Giovanni Turra Zan, da “Stanze del viaggiatore virale”, con una nota di Rosa Pierno

Giovanni Turra Zan, “Stanze del viaggiatore virale”, L’arcolaio 2008

 

Il viaggiatore è ingabbiato in una scenografia inscenata dal suo stesso corpo: “i pollici / hanno occhi di viaggiatore, hanno di un uomo / i movimenti prigionieri, le perdute stanze”. Nella carrozza dei pendolari ogni mattina si ripete il contatto delle membra senza riconoscimento. Corpi che non assumono un’identità. Che non possono rimettere niente all’altro perché privi di qualsiasi relazione, se non quella istituita dalla repulsione del sudore. Ma il viaggio è qui metaforico, perché investe l’intera vita: la scena viene infatti repentinamente rubata da interni domestici in cui due conviventi vengono fotografati mentre sono sotto osservazione “come due coleotteri nel loro documentario”. Corre subito l’obbligo, per chi redige la nota critica, di registrare che ogni frase nel testo poetico di Turra Zan subisce uno scarto, causa un soprassalto, denuncia il comune come paradossale. Insomma, una poesia quasi acida e corrodente, che reclama, perché attua, una critica al reale, lo infilza con gli spilli, lo stravolge perché lo vuole diverso.
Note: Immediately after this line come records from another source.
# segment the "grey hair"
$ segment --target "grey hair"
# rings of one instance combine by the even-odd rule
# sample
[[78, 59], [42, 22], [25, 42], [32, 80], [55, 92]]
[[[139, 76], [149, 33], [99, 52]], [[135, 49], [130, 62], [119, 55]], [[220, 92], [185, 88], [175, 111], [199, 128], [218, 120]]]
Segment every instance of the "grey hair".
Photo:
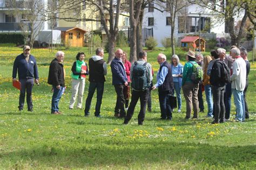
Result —
[[62, 54], [64, 55], [65, 54], [64, 52], [61, 51], [59, 51], [58, 52], [56, 53], [56, 54], [55, 55], [55, 56], [57, 57], [59, 56], [61, 56]]
[[165, 60], [166, 60], [166, 56], [164, 55], [163, 53], [159, 53], [158, 54], [158, 56], [160, 56], [161, 59], [164, 59]]
[[172, 61], [173, 59], [176, 59], [176, 61], [177, 61], [177, 65], [178, 65], [179, 63], [179, 57], [178, 56], [178, 55], [177, 55], [176, 54], [174, 54], [174, 55], [172, 55], [172, 60], [171, 60], [171, 62], [172, 63], [172, 65], [173, 65], [173, 62]]
[[218, 51], [218, 54], [220, 54], [220, 53], [226, 53], [226, 49], [225, 49], [224, 48], [219, 48], [217, 49], [217, 51]]
[[102, 48], [98, 48], [96, 49], [96, 55], [99, 54], [100, 52], [104, 52], [104, 49]]
[[194, 54], [194, 56], [196, 58], [197, 56], [200, 56], [200, 57], [201, 58], [201, 59], [204, 59], [204, 56], [203, 56], [203, 54], [201, 54], [201, 53], [196, 53], [196, 54]]
[[242, 52], [245, 55], [248, 55], [248, 52], [247, 52], [247, 51], [246, 49], [241, 50], [241, 52]]
[[147, 56], [147, 52], [145, 52], [145, 51], [143, 51], [139, 53], [139, 58], [142, 59], [143, 58], [143, 56]]
[[230, 52], [235, 54], [235, 56], [239, 56], [240, 55], [240, 49], [238, 48], [232, 48], [230, 50]]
Potrebbe essere definita una poesia civile, tutta votata alla critica delle relazioni fra gli esseri umani: la base dell’esistenza: “ecco i vicini vengono al consiglio / degli intrusi, alle grida e alle indiscrezioni che stempiano, a mettere in piazza la pena che avanza, fino al dare volta.”, ma con quel senso di disperata consapevolezza data da una lucidità che mai arma depone: “quando bocca tace e stanzia fondi / per gli ingialliti ponti”. Non si può che restare invischiati da un uso così sapiente - chirurgico - di aggettivi che stravolgono usuali parole, di sostantivi che trascinano pur estranee qualificazioni. E, d’altronde, non ci sorprendiamo di fronte alla tenerezza o alla virulenza che efflora nel racconto dell’esperienza d’amore (“ degli affetti tollerato il carcere d’orti e viscere”), poiché una tale dirompente forza poetica, avevamo già compreso, non può essere che partorita da uno squisito, sensibilissimo percipiente, assoluto padrone dei propri mezzi espressivi. Raramente poesia denuncia complessità e contraddittorietà dell’esistere, insegnando contemporaneamente l’arte del vivere. E in questo libro accade.

 

 

dalla prima sezione

 

VI

un ciclo inizia calcando silenzi con la carta carbone,
con le impronte dei lemmi sul nastro della loro olivetti
trovato in una cassa dopo il trasloco del novantatré,
dove si leggono intere le ultime lettere di commiato,
il testamento del bene fatto.

 

XI

A Fabio F.

in quel corpo un fitto instaurarsi d’ossa
e le biglie da gioco rilucevano al calore
delle lampade d’estate. eccoti allora
evaporare, frizzando in alto per poi
precipitare, farti sempiterno muschio
tra i rovi.

 

 

Da Rimanenze

 

nella profondità del covo si vedeva uomo durare,
in equilibrio muoversi come in attesa di recitare
il dramma, scrivendo nello spazio la sua scena
necessaria.
sedeva cauto sotto il ciliegio, maneggiando
i fili e le ombre degli spiriti,
del non conoscere che lo rendeva intimo
al bosco delle rimanenze, alle vie nel buio.

 

Giovanni Turra Zan è nato a Vicenza nel 1964. E’ laureato in Psicologia dell’Educazione e diplomato al Conservatorio Musicale di Vicenza. Ha pubblicato Senza presso Agorà Factory nel 2005 e il volume Lavoro del luogo” con Fara nel 2007. Ha vinto il Premio “Poeti per posta” indetto dalla trasmissione radiofonica di Radio Due “Caterpillar” e da Poste Italiane nel 2005.